Weekly Links & Thoughts #75

Here is this week’s edition of meshedsociety.com weekly, loaded with thoughtful opinion pieces, interesting analyses and significant yet under-reported information bits from the digital and technology world. Published and annotated every Thursday (CET), just in time so you have something good to read over the weekend.

If you want to make sure not to miss this link selection, do like more than 200 other smart people (as of June 2016) and sign up for free for the weekly email. It is sent out each Thursday right after this post goes live, including all the links. Example.

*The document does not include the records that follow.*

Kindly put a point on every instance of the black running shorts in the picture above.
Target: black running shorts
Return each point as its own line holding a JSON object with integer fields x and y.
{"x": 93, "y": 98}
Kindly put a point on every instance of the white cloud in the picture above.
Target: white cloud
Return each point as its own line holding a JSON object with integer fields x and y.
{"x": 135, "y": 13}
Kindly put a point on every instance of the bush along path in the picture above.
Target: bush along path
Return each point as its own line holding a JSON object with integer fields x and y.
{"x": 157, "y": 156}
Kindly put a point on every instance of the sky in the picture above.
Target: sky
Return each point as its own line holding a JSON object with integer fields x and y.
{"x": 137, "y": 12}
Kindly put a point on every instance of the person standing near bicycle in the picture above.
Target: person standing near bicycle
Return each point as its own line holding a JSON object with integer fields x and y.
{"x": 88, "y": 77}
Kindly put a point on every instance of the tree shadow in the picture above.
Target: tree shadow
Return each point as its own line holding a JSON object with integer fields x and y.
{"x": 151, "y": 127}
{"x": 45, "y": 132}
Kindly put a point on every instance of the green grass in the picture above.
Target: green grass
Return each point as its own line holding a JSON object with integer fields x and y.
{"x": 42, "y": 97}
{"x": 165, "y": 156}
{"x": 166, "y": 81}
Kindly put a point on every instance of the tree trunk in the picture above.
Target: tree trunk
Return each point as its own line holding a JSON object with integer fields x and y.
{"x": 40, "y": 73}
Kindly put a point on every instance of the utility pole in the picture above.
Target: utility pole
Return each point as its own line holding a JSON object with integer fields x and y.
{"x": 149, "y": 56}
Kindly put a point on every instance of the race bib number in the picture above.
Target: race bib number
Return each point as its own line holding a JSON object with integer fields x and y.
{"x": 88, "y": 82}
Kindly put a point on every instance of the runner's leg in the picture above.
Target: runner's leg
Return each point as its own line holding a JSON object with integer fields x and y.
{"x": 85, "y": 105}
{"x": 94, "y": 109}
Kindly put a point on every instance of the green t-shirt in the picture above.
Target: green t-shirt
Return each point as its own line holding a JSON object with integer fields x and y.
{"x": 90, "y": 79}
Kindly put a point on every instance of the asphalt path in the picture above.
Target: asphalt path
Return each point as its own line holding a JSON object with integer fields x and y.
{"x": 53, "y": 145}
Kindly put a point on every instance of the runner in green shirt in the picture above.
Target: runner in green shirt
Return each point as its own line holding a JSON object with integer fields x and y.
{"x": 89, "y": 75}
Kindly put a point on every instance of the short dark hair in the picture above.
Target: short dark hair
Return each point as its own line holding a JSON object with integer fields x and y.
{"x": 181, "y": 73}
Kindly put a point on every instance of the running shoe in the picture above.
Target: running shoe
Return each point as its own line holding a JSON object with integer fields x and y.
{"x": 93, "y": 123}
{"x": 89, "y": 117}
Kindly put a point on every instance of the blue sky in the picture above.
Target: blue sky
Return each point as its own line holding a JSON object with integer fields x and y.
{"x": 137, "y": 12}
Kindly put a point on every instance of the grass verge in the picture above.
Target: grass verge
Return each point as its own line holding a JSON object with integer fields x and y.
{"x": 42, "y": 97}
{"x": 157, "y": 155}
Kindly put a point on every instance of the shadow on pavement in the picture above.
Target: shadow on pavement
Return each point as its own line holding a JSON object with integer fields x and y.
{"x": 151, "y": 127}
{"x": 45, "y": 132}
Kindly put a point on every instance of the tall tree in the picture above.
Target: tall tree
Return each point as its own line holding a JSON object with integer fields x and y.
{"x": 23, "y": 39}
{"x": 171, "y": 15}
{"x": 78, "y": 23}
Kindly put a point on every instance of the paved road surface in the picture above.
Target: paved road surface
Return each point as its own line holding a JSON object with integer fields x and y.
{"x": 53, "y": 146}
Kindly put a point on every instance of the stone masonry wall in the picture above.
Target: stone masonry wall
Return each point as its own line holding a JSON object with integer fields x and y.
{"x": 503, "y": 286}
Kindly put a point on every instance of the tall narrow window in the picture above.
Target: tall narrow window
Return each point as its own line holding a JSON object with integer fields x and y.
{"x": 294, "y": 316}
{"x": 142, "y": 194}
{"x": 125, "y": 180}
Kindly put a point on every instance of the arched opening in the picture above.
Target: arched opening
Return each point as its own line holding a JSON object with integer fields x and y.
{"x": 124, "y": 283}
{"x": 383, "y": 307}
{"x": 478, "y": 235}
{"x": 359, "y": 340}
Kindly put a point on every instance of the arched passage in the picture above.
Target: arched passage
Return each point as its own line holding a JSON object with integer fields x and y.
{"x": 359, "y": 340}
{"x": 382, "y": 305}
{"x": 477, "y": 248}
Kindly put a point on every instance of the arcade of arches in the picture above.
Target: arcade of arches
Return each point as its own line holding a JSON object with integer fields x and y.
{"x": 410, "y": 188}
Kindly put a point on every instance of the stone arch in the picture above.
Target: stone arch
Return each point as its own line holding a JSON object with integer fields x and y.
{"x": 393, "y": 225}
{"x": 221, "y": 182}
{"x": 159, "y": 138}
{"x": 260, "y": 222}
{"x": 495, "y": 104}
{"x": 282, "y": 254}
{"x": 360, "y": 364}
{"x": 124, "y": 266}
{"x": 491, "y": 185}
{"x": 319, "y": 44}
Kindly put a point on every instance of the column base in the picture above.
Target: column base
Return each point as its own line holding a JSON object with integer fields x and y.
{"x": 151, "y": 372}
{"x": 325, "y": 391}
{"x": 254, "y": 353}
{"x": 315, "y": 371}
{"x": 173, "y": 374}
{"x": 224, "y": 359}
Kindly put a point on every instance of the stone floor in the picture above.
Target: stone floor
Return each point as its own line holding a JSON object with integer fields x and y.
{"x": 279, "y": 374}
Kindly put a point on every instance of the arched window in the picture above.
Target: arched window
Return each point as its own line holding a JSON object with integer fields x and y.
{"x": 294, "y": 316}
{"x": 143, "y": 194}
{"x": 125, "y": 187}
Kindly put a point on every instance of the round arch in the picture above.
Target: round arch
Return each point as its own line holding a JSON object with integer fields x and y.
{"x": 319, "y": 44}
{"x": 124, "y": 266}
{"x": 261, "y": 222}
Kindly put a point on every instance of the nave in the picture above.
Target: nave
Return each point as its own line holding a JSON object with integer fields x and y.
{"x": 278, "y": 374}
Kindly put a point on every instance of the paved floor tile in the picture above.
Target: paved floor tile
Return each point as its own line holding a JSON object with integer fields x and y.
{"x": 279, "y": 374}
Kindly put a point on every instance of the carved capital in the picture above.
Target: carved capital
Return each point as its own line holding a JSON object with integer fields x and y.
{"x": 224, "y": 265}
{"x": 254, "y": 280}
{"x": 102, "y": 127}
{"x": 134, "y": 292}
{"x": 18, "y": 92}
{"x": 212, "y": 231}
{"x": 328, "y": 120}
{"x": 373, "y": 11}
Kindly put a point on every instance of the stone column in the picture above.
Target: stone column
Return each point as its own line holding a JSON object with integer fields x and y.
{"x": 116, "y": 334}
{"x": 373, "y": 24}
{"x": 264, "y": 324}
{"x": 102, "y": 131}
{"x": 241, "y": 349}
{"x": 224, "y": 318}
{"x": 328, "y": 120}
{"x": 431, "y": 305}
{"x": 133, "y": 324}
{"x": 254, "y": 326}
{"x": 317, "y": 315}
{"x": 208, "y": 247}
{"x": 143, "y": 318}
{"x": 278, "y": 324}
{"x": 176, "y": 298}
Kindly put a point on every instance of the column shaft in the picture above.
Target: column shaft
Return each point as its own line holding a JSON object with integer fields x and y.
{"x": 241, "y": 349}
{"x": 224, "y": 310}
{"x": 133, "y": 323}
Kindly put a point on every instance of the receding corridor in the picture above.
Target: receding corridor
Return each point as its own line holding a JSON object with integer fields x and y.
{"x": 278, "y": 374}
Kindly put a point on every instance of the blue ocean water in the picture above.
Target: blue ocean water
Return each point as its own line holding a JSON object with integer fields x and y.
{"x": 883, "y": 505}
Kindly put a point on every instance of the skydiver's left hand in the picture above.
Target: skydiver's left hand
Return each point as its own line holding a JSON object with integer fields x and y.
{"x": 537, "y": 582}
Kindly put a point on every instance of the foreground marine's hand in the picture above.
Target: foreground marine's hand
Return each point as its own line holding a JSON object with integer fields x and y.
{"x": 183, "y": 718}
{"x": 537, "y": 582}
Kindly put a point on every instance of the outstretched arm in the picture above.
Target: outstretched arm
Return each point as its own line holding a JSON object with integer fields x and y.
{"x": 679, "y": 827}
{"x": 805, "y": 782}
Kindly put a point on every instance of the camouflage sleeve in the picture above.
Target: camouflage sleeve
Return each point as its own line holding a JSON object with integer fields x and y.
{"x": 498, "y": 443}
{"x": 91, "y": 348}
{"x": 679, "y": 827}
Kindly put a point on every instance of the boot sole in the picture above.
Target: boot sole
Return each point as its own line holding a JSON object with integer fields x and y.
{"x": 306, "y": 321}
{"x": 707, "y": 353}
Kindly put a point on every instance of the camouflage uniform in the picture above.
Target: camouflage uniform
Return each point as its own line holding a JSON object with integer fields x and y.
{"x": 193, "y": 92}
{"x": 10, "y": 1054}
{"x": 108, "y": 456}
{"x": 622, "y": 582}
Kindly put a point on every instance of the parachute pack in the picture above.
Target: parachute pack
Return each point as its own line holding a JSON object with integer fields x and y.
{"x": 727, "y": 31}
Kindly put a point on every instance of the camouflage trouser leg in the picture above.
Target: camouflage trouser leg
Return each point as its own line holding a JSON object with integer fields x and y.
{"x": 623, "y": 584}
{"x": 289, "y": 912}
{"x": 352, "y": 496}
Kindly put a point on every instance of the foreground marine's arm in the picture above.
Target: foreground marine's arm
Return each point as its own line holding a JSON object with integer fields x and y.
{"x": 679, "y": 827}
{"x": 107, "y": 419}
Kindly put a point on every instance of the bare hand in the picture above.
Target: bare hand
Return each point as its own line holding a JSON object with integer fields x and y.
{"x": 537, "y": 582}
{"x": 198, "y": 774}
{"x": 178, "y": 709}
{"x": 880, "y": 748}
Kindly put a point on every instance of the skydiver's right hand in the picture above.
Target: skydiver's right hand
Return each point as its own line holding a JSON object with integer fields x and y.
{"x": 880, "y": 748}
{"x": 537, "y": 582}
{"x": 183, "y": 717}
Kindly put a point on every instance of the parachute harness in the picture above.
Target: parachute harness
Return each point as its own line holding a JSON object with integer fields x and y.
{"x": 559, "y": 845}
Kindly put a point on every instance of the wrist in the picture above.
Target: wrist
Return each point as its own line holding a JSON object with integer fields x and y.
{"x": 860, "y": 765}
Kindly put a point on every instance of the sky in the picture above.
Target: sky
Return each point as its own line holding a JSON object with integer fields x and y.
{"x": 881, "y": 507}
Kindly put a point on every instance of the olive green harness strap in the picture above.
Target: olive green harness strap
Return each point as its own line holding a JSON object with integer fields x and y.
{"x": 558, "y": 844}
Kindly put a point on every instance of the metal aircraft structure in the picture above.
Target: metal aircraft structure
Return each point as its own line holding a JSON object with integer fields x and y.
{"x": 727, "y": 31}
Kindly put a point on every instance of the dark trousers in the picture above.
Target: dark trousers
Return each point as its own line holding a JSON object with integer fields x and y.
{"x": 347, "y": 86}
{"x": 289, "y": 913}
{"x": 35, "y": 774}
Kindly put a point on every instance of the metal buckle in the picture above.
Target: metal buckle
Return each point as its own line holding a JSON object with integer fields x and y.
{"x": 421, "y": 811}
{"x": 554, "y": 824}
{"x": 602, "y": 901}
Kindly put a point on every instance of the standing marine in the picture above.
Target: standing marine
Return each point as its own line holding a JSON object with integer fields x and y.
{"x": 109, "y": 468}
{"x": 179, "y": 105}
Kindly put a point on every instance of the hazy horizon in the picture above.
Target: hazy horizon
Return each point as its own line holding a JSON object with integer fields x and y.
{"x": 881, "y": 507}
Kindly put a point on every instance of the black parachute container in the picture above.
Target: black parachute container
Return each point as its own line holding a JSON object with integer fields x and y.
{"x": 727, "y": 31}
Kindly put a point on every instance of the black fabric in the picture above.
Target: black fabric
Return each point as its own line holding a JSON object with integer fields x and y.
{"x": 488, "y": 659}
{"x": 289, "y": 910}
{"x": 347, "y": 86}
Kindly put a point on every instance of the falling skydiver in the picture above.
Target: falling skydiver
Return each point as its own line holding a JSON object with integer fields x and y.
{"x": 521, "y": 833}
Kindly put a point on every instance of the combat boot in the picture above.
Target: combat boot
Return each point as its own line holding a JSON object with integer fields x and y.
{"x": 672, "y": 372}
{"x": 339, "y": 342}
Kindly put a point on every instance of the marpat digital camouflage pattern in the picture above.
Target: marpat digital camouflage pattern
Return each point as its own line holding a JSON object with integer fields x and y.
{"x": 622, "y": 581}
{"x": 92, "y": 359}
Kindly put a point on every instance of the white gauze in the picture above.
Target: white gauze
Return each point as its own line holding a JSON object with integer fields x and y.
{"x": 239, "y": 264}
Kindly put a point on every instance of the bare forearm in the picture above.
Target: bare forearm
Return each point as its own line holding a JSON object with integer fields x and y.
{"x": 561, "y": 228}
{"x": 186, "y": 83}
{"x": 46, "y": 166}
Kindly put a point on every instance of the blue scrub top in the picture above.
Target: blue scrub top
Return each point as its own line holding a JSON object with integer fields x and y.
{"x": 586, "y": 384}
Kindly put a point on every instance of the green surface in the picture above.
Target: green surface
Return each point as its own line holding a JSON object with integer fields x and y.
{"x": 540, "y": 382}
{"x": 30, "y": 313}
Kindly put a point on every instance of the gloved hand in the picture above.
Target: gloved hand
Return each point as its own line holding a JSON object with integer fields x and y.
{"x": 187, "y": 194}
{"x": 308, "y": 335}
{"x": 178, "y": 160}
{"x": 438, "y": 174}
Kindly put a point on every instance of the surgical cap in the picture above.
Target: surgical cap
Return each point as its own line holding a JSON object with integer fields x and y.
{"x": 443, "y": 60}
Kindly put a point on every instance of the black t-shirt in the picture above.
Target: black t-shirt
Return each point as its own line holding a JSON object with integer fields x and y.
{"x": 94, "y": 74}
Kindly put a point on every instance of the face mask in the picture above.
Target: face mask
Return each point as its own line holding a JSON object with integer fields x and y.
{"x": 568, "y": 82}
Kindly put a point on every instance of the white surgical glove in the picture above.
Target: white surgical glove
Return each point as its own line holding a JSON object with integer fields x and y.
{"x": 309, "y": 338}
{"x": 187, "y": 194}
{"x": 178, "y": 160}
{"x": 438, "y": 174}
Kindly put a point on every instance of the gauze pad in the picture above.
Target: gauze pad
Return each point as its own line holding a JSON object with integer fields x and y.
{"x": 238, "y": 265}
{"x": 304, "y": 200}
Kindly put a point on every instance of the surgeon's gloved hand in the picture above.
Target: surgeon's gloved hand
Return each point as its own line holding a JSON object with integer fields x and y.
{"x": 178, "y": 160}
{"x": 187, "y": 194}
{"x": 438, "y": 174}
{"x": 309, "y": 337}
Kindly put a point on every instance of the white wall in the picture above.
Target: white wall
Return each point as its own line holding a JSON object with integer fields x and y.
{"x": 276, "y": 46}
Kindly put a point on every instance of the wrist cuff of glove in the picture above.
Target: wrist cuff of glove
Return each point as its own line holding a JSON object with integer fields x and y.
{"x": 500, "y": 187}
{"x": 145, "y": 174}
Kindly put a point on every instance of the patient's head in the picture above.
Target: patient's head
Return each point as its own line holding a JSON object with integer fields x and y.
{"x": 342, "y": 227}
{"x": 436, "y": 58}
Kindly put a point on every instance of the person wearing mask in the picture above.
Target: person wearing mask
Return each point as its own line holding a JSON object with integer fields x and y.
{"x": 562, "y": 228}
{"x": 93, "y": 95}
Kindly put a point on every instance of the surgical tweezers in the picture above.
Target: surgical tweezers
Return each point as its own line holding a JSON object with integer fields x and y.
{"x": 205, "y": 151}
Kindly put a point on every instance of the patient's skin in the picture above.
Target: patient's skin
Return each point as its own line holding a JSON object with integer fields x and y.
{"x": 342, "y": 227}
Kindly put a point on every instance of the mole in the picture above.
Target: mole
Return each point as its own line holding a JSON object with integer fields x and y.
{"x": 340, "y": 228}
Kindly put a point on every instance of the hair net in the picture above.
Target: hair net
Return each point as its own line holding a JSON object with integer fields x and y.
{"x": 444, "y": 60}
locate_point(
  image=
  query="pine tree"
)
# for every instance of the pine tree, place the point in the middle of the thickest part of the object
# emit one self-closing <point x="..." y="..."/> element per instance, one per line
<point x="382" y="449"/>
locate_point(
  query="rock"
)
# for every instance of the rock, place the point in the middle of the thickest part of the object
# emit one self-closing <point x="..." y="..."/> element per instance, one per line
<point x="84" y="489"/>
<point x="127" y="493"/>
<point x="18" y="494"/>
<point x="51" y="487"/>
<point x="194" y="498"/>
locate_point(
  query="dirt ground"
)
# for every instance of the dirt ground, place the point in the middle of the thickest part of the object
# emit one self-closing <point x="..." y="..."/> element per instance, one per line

  • The truth about the blockchain: It’s not ready
    Whenever I try to fully understand new ideas built on the Blockchain, my head keeps spinning and I wonder how developers in this field ensure to not completely get lost in the complexity of this topic. Reading that even a Blockchain developer can feel that way is comforting. The whole piece is very worth reading and offers some welcome realism to a very hyped topic.
  • A Thought on Thoughts About the Future
    People tend to take dystopian depictions of the future much more seriously than utopian ones. Imagining an utopia is harder and usually gets you less respect and appreciation by others. A thought-provoking take.
  • The Tech Story Is Over
    John Battelle asks a relevant question: Now that digital technology is mainstream, ubiquitous and at the core of each social issue, what is the next big thing?
  • What is Differential Privacy?
    Whether one was disappointed by the lack of cutting-edge innovation presented at Apple’s most recent keynote or not, one has to give that to the company: It rather unexpectedly managed to popularize a fairly new privacy concept: Differential privacy. This text offers a comprehensible and critical explanation of what differential privacy means and why it would be interesting to Apple. It’s too early to say whether it mainly has to be seen as a marketing ploy or whether Apple is serious about it as a new USP to compete with Google, Facebook and other companies in the age of AI.
  • The End of the Apple Man
    Good observation: Apple seems to have stopped considering affluent white men in their 40s as the (ideal) prototype user for its products.
  • Snapchat Launches a Colossal Expansion of Its Advertising, Ushering in a New Era for the App
    A long, detailed and very informative piece describing Snapchat’s rapid expansions of its ad business. It pretty much was non-existent 2 years ago but is now expected to generate $1 billion in revenues next year.
  • With LinkedIn, Microsoft will know us all too well
  • With LinkedIn Purchase, Microsoft Not Learning Lessons of the Past
    Microsoft announced its plan to buy LinkedIn for $26.2 billion. As one can expect, the opinions on this giant acquisition differ. These two takes are very different. One suggests that through LinkedIn, Microsoft will get vast amounts of valuable user data, whereas the other paints a picture of Microsoft repeating the mistakes it did with Skype. Bonus links: Salesforce should be worried, and it is getting likely that Google might respond with an acquisition of struggling Twitter.
  • How Yahoo derailed Tumblr
    If we are at discussing acquisitions which turned out to be failuxres, this one should be mentioned.
  • How 26 Tweets Broke My Filter Bubble
    Escaping one’s filter bubble leads to personal growth, valuable insights and an improved understanding of the world. But it requires quite some effort, as described in this instructive text.
  • Starbucks has more customer money on cards than many banks have in deposits
    Remarkable. Maybe large consumer companies are turning into the new banks?
  • German Rail aims for driver-less trains in 5 years
    Recently, the German Rail faced a sequence of large-scale strikes by train drivers. These might have encouraged the management to search for alternatives.
  • The Venmo Request: A New Wrinkle in Modern Dating
    As someone living in Northern Europe the practice of splitting the bill after a date does not appear strange to me. Now the peer-to-peer payment app Venmo seems to shaken up the behavioral norms surrounding dates in the US.
  • The Mistrust of Science
    A worrying trend.

Special reading

  • The Future According to Women
    A free mini book in PDF format presenting what over 40 women from various industries expect from and hope for the future. Considering that usually men are dominating the discourse about the future – especially in technology – , this is an important contribution.